Now the entire system of pronunciation gets left in the hands of the Latin names of plants, and the same thing happened to us, rushing at what we clal the constant current or th etble of contents, Cycas circinalis, Erythrina abyssinica, Punica granatum, Parkinsonia aculeate, Annona cherimola, Gossypium herbaceum, Thevetia peruviana, Duranta repens, Justicia brandegeana, Ipomoea cairica, Datura sanguinea, Brassaia actinophylla, Asclepias curassavica, Acacia caffra, Delonix regia, Cycas circinallis.


A final babble of Latin binomials, circling though to repeat Cycas circinalis, also known, apparently—though I doubt it “matters”—as Queen Sago, or fern palm.

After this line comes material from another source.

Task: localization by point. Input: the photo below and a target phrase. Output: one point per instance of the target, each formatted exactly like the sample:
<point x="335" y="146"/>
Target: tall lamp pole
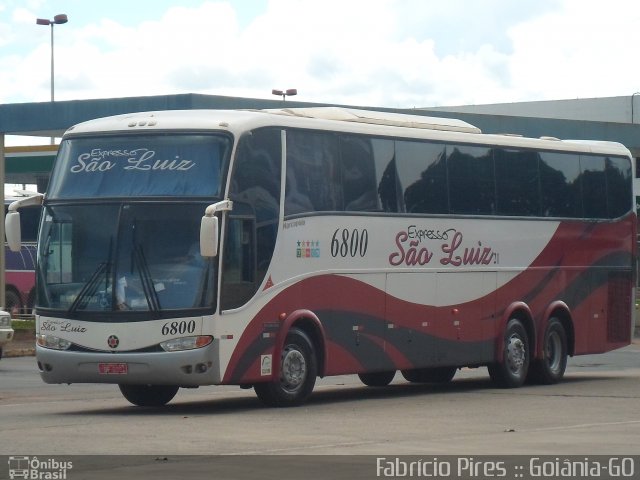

About Ryoko Sekiguchi: Born in Tokyo, moved to Paris in 1997, study’d art history at the Sorbonne. Return’d to Tokyo to study comparative literature at the University of Tokyo, degree’d in 2000. Now in Paris. Seven books of poetry in Japanese, seven in French. Héliotropes was originally publish’d in 2005 by the redoubtable Paul Otchakovsky-Laurens of P.O.L. In English, Sekiguchi’s work is available in the 2006 Litmus / Belladonna collection call’d Four from Japan: Contemporary Poetry & Essays by Women (Kiriu Minashita, Kyong-Mi Park, Ryoko Sekiguchi & Takako Arai) and in the Sarah Riggs-translated Two Markets, Once Again (The Post-Apollo Press, 2008).

About La Presse: Imprint of Fence Books printing “contemporary experimental French poetry in English translation.” Found’d and edited by Cole Swensen. Among the other books available: Marie Borel’s Wolftrot, translated by Sarah Riggs and Omar Berrada. Claude Royet-Journoud’s Theory of Prepositions, translated by Keith Waldrop. Dominique Fourcade’s It, translated by Peter Consenstein. Forthcoming: Emmanuel Hocquard’s Conditions of Light.